We can wonder, finally, if Bier deliberately guided Persbrandt into emphasizing Anton’s Christ-like qualities; with his beard and soulful, often despondent expression, Anton even resembles an idealized, Western European Jesus. But Persbrandt’s performance isn’t solely iconic, which is appropriate; we’d not be able to identify with him as “real,” if that were the case. No, Persbrandt makes his character a flawed man trying to be better: a husband who hurt his wife, and desperately wishes to atone for this; a father who wants his son to understand that violence, by definition, only begets more violence.

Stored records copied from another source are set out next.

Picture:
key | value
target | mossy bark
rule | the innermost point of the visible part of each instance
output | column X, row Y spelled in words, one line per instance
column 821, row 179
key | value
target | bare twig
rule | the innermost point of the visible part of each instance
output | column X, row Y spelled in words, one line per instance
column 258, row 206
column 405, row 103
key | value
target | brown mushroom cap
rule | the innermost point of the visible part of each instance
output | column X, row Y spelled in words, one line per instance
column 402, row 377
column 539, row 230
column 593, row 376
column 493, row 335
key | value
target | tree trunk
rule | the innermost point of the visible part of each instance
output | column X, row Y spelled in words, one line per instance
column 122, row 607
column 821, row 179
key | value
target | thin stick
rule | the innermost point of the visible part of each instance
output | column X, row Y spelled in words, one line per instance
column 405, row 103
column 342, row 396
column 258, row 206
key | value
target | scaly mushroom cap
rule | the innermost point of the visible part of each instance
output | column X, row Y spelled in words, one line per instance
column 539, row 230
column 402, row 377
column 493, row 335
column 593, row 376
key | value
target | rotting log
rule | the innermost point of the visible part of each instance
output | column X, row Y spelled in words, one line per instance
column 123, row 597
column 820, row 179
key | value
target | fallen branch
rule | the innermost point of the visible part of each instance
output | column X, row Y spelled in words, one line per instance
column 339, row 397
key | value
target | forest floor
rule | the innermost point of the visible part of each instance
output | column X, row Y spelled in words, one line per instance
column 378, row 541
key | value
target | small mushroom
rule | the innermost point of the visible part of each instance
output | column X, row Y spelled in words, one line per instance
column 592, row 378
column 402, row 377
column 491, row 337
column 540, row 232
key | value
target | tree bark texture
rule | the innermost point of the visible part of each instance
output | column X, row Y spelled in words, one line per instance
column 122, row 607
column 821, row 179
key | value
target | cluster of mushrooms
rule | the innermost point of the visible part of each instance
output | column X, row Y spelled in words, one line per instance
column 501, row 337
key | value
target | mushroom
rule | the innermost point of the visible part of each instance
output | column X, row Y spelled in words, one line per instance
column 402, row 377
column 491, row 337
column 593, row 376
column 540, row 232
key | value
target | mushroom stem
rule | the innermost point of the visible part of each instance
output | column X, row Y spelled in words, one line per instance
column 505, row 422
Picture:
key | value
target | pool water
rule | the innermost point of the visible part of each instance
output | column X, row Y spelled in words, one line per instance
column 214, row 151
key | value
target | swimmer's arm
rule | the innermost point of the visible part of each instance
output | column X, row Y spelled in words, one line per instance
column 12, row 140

The only mildly weak element in Jensen’s script is the dance of guilt and recrimination between Anton and his estranged wife; we’re not given enough information to assess whether Marianne should forgive him. Her character also feels underdeveloped; Dyrholm does her best, but Marianne seems too shrill and superficial. We need more scenes — and better-developed moments — between husband and wife.

As a passing observation, I’m intrigued by the parallels between Beir’s feature and one of 2010’s Academy Award-nominated short subjects: Tanel Toom’s The Confession. This little film also explores the dangerous adolescent dynamic between a calculating, morally challenged boy and his impressionable, overly trusting friend ... with similarly tragic consequences. The serendipity is intriguing, and also timely; we all need to be more skilled at the art of perceiving troubled youth, in order to intervene before catastrophe erupts.

Our best films engage and instruct while involving us in the fate of characters with whom we empathize. Bier succeeds on all levels, leaving us with a veritable banquet for thought, as we indulge — after the screen darkens, and the lights come up — in that most provocative game: What would I have done?